Climate Change Threatens Health: Extreme Heat

Extreme Heat: More Intense Hot Days and Heat Waves

Across the nation, climate change is making hot summer days hotter and stretching their numbers into heat waves that never seem to end. And the heat is causing more than just discomfort - as temperatures rise, so are the number of illnesses, emergency room visits, and deaths.

At least 37 states saw record highs in the summer of 2010, and in many regions, it didn't cool off at night. Nationwide, over 28.5 million people lived in counties where 2010's average temperature set records, and over 36 million people lived in counties where the hottest summer nights ever were recorded.

The record heat experienced in the United States in the summer of 2010 was no isolated event. Global temperature data compiled by NASA show that 2010 was tied with 2005 as the hottest year on record. This comes on top of the warmest decade on record (2000-2009).

Extreme heat waves cause the most harm among elderly people and young children.
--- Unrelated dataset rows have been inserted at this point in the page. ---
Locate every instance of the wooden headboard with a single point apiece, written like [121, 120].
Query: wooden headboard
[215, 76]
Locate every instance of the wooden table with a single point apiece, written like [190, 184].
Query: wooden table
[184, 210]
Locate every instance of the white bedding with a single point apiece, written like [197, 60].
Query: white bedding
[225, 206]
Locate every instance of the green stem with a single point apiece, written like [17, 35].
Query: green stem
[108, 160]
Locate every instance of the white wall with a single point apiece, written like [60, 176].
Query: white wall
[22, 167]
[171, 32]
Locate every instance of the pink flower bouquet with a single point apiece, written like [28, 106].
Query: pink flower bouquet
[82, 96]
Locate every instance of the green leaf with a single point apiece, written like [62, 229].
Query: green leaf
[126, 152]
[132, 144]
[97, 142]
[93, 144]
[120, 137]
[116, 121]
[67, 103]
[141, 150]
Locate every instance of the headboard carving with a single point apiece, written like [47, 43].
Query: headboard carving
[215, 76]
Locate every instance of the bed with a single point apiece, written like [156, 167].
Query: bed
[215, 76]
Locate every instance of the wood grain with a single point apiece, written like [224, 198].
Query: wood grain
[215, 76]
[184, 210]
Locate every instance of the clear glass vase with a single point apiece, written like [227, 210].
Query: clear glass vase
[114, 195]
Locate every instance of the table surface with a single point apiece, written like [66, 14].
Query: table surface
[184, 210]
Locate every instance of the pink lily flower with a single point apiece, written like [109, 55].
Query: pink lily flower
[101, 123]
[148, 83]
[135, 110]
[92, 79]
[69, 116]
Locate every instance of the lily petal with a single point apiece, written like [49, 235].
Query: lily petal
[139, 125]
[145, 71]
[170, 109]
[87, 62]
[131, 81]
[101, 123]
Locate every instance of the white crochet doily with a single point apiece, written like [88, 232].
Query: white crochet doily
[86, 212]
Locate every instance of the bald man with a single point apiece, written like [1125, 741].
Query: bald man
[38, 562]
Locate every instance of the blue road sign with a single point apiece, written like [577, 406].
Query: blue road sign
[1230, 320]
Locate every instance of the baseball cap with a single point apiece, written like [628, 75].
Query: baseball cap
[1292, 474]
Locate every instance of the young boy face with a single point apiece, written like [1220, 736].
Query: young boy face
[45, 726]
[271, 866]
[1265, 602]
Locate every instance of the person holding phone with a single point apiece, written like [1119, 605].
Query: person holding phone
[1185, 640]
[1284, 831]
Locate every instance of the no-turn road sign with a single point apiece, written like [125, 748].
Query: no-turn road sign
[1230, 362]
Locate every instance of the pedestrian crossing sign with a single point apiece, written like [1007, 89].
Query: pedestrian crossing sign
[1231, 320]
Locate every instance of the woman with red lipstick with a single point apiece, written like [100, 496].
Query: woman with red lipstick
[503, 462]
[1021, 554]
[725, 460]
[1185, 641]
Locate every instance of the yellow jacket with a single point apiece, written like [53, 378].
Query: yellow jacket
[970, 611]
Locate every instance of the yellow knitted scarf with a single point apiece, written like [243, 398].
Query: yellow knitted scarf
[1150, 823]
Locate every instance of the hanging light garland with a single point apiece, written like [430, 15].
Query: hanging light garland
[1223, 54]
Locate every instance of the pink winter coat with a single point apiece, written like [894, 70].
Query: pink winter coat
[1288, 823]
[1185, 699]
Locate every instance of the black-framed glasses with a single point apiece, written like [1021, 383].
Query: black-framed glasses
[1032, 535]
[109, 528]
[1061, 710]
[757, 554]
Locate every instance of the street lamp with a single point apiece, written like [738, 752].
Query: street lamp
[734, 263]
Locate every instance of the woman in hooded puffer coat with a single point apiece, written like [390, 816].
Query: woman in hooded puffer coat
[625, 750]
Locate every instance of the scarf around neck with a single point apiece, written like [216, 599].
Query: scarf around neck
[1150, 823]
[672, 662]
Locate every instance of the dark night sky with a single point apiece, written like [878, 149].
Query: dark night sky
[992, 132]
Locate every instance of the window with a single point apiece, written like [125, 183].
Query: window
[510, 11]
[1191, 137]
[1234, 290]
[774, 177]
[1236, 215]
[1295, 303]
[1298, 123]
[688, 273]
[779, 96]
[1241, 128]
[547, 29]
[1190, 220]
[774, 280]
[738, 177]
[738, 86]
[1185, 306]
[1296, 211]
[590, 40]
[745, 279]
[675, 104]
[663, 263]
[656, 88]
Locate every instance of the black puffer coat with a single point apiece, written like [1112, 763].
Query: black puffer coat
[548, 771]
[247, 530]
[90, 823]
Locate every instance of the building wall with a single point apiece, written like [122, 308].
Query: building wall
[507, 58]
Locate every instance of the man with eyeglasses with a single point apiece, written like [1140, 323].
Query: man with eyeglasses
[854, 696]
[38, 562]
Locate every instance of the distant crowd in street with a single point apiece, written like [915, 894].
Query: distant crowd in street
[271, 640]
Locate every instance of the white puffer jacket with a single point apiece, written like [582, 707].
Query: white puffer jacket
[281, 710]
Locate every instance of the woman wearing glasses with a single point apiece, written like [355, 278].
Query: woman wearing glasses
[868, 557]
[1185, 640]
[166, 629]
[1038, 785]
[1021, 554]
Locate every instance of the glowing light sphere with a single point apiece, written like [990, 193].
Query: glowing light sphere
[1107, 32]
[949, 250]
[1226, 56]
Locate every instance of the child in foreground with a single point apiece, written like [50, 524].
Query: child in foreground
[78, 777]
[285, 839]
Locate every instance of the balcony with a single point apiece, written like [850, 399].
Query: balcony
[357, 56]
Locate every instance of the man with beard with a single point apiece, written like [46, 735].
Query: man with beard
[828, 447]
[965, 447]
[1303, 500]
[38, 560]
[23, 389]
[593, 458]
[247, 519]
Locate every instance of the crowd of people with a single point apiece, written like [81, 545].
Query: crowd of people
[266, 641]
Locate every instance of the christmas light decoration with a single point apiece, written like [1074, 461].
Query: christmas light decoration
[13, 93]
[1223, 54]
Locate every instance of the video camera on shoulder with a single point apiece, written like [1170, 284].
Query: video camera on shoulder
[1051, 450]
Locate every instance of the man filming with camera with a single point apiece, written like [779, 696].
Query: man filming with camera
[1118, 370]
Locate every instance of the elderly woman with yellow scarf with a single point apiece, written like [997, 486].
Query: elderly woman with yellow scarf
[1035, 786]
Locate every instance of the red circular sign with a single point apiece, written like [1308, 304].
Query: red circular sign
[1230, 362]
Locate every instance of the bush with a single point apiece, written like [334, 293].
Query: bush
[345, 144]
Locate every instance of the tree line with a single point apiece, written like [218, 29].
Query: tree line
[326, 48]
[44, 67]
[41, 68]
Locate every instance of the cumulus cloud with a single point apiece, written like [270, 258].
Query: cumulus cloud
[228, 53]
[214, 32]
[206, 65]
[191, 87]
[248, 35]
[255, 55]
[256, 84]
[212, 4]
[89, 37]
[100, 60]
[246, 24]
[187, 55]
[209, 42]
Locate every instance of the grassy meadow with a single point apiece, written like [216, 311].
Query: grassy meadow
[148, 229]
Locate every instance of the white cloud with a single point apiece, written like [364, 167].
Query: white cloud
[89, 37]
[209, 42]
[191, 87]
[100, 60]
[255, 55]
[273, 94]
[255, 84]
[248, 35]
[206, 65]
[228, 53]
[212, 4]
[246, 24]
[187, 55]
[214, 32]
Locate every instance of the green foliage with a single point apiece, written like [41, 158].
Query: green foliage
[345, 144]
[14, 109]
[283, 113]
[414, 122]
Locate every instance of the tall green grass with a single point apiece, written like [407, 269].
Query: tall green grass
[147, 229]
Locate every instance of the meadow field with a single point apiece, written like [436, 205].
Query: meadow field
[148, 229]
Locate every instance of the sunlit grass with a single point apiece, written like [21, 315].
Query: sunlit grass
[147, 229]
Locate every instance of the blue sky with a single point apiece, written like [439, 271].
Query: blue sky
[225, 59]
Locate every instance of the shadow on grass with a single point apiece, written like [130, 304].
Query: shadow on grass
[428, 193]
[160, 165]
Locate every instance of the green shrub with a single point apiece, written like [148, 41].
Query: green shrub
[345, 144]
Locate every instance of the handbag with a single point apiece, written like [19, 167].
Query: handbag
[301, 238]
City dwellers are at particular risk because of elevated temperatures in cities, known as the "urban heat island effect" due to the magnifying effect of paved surfaces and the lack of tree cover.

In the United States, an average of 400 deaths per year are directly related to heat, and an estimated 1,800 die from illnesses made worse by heat - including heat exhaustion, heat stroke, cardiovascular disease, and kidney disease. Deadly heat waves swept across most of the nation in 2006, hitting California the hardest; the state saw an additional 16,000 emergency room visits during the two-week heat wave.

Scientists predict that average temperatures in the United States will rise between 5 and 9°F (3-5°C) over the next century; these hot summer days and heat waves could be the norm by 2100.

Communities across the nation must educate themselves about the risks from extreme heat and learn how to protect their most vulnerable residents.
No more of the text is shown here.